The Volcker Rule, and You (Part II) David E. McClean, Ph.D.
November 15, 2010
As I made clear in Part I of this two part article, the banks and their lobbyists are very busy trying to make sure that the Volcker Rule is as watered down as possible, so that they can keep taking the same risks that they were taking prior to the credit crisis and the housing market collapse.
The fact that all of this seems arcane does not mean that it has no bearing on your life. The chasm between “Wall Street” and “Main Street” is illusory, even though the salaries paid on those respective “Streets” often bear no resemblance to each other. (Indeed, the illusion is part of the game.) What happens on Wall Street can make the fortunes and the quality of life of Main Street rise or fall. Wall Street, as we have seen, can cause Main Street to collapse into a financial sinkhole, which is what happened over the past few years.
However, Main Street (You) can fight back. You need not stumble about, shell-shocked, merely hoping that things get better – which is precisely what Wall Street (and its lobbyists) want you to do (because it keeps you out of the policy process, which is where the action is). You can go toe to toe with the powerful lobbyists, and win. You can throw a powerful punch when they are not looking, when they least expect it – when they think that “all of this technical talk” is above the heads of average folks. But really, it isn't.
The Volcker Rule was written to prevent future sink holes.
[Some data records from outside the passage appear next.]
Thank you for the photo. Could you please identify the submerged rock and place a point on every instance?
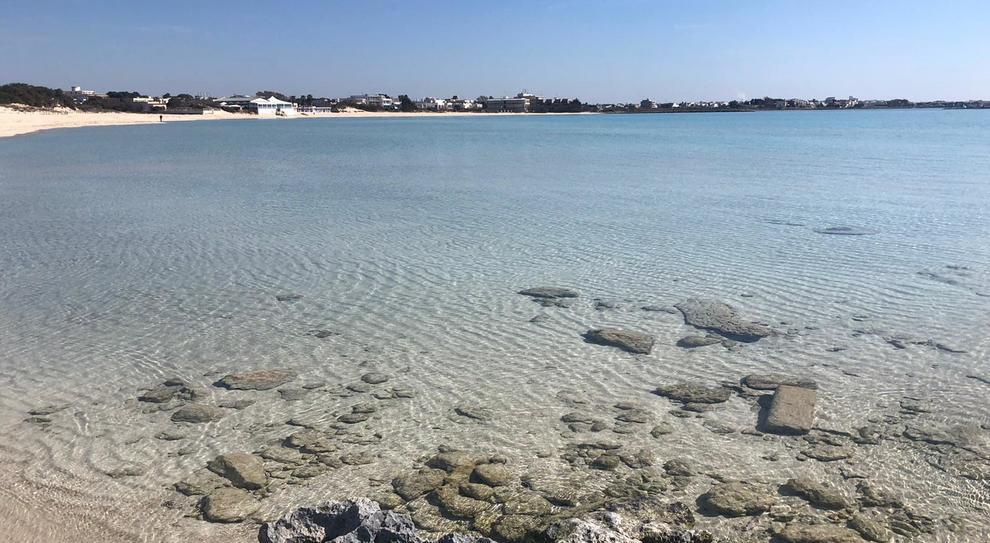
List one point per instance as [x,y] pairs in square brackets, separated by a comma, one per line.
[243,470]
[228,505]
[693,342]
[198,413]
[172,389]
[474,412]
[549,292]
[845,231]
[792,411]
[722,319]
[816,493]
[633,342]
[737,499]
[256,380]
[690,393]
[352,521]
[374,378]
[770,381]
[415,484]
[818,533]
Here is what it says:
PROHIBITIONS ON PROPRIETARY TRADING ANDCERTAIN RELATIONSHIPS WITH HEDGE FUNDS AND PRIVATE EQUITY FUNDS. PROHIBITION.— Unless otherwise provided in this section, a banking entity shall not—(A) engage in proprietary trading; or (B) acquire or retain any equity, partnership, or other ownership interest in or sponsor a hedge fund or a private equity fund.
In a nutshell, with all the definitions and cross references peeled away, this is the Volcker Rule. It’s really quite plain, but the banks fear it, and the bank lobbyists want to find in that plain language the seeds of its demise. For instance, they want to fuzzy-up what “proprietary trading” means, although the meaning is as clear as a bell. They want to fuzzy-up what “engage in” means. And it won't be long before we behold the spectacle of lobbyists taking us on a journey down memory lane, as we watch them debate with the Fed the meaning of "is."
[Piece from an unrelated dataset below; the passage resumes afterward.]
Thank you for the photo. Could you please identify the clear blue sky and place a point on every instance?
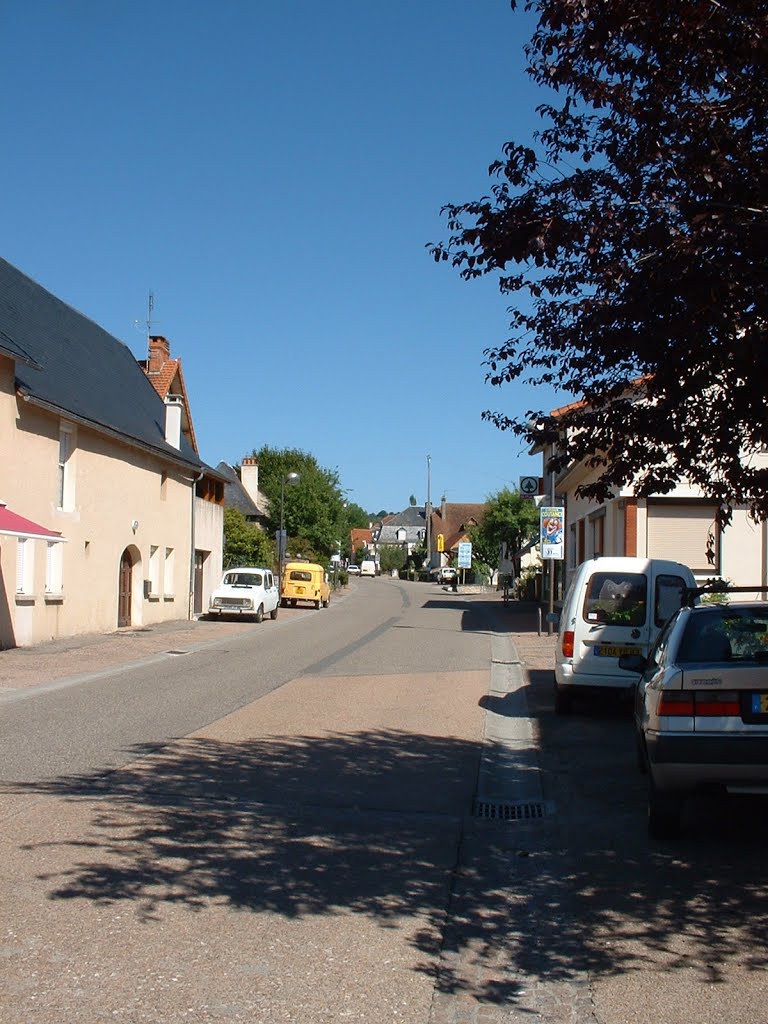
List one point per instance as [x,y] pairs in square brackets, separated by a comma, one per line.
[272,172]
If the bank lobbyists win, and if the risk profile of banks is set to the status quo ante, to the rampant speculation that helped to cause the worst recession in the country’s history – and what could have been the mother of all depressions – we will have taken one more giant step on the road that leads to the demise of our democracy – a step facilitated, unfortunately, by the new Republican majority in the House of Representatives, on whom the banks have pinned their hopes.
But this is not a partisan appeal. All of us, Democrats and Republicans, those with no party affiliation, and even those who may be thinking that the game is already over, need to come together on this one. It is one hill in one battle in a long war to wrest control from the plutocratic interests that are jeopardizing the country. And it is a hill that can be taken, and that is why it must be taken.
So, here’s what you can do. Below, there is a letter that you can cut and paste, and send to your senators and representatives, to the chairperson of the SEC, to the chairperson of the Federal Reserve, to the Secretary of the Treasury, and even to President Obama himself. This one letter will do it, and you should invite your friends, family and colleagues to join in. If 100,000 copies of this letter land on the desks of all of these officials, we might be able to turn back the tide.
Here it is:
The Dodd-Frank Act (the “Act”) contains provisions that are intended to reduce risks to the financial system and, ultimately, prevent the sort of national security threat that was posed, over the past several years, by the reckless activities of the various institutions that operate within it. One of those provisions is the so-called “Volcker Rule” (Sec. 619 of the Act).
The Volcker Rule makes it unlawful for banks to engage in proprietary trading and also forbids banks from taking proprietary positions in hedge funds and private equity funds. The Volcker Rule should not be permitted to be watered down in the rulemaking process. If it is watered down, the banks and the lobbyists will win, once again, and the citizens will lose, once again.
Why is this particular issue so important? Because banks, like hospitals, insurance companies, universities and transportation companies, are critical institutions. They have a special mandate which allows them to hold the deposits of ordinary citizens and businesses of all types, and to lend money to ordinary citizens and to the businesses that are needed to keep the economy strong. When banks are weakened or threatened because they make high stakes bets in the securities, commodities and derivatives markets, the nation itself is threatened. You must not let the nation go backward. Not after all we’ve been through. To prevent the Volcker Rule from being watered down in the rulemaking process, you will have to stand-up to powerful interests. But if you do, know that you are doing what is right for the country. The banks and their lobbyists will get over it, in time, and adjust to a new normal wherein they will have to behave like bankers, and not gamblers.